In this sense, the process $Y$ can be regarded as a pessimistic version of $X$ because $X_i$ which increases at the next step with probability $> 0.5$ in $X$ now increases with probability exactly 0.5 in $Y$.
My question is
How to prove the intuitive proposition $P$?
I was hinted to use some techniques like coupling of Markov Chains.
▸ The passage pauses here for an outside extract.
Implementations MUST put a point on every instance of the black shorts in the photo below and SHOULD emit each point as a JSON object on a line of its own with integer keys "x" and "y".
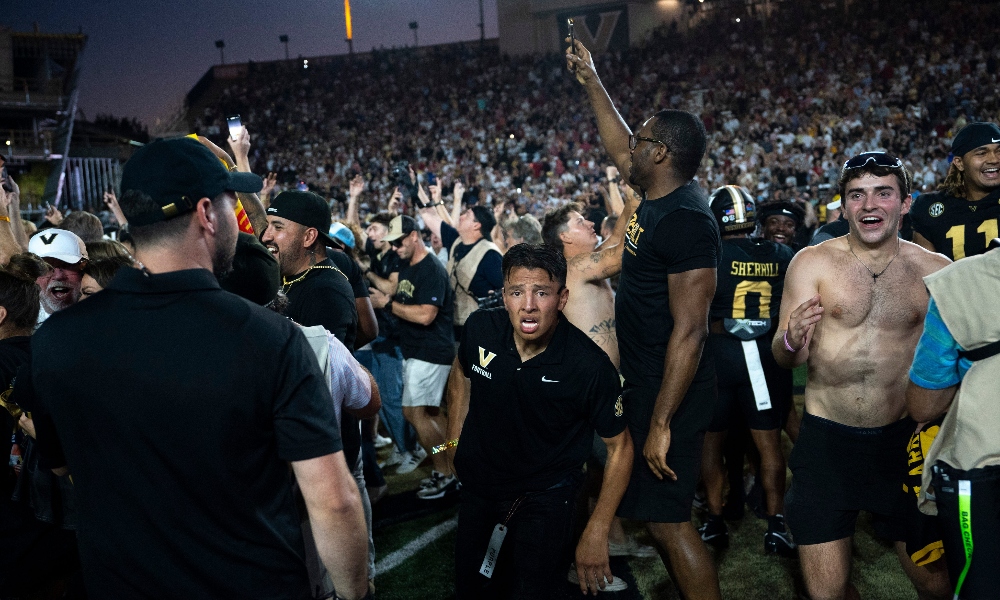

But I don't know how.
Note: The problem is adapted from "A Randomized Algorithm for 2-Satisfiability" in Section 7.1.1 of the book "Probability and Computing: Randomized Algorithms and Probabilistic Analysis" by Eli Upfal et al. (2005)
If we allow $k_i$ to represent the expected number of steps required to reach node $n$ from node $i$ we can summarize this problem with a system of equations. In general: $$k_i = 1 + \sum_{j\neq i}p_{i,j}k_j$$ So for this problem $$k_n = 0, k_0 = 1 + k_1 $$$$k_i = 1 + (1-p_i)k_{i-1} + p_ik_{i+1}$$ where $i\in\{1,...,n-1\}$ and $p_i = p_{i,i+1}$. Notice that $k_0 = k_1+1$ and $$k_1 = 1 + (1-p_1)k_0 + p_1k_2 = 1 + (1-p_1)(1+k_1) + p_1k_2$$ $$\implies k_0 = k_1 + 1= \frac2{p_1} + k_2$$ So $k_0 > k_1 > k_2$. Further, if we assume that $k_{i-1} > k_i$ we can show that: $$k_i = 1 + (1-p_i)k_{i-1} + p_ik_{i+1}\implies k_i > 1 + (1-p_i)k_i + p_ik_{i+1}$$ $$\implies k_i > \frac1{p_i} + k_{i+1} > k_{i+1} \implies k_i - k_{i+1} > \frac1{p_i}$$
Now, consider $b_i$ which is similar to $k_i$ but $p_i = \frac12$ for all $i$. Then $b_i \geq 2 + b_{i+1}$
Because of this, and the fact that $b_n=k_n = 0$ $$b_0 - k_0 = \sum_{j=0}^{n-1}(b_j - b_{j+1}) + b_n - \sum_{j=0}^{n-1}(k_j - k_{j+1}) - k_n$$ $$b_0 - k_0 \geq 2(n) - \sum_{j=0}^{n-1}\frac{1}{p_i}> 2n - 2n = 0$$ So $b_0 > k_0$. In fact a similar argument can be made for all $b_i - k_i$.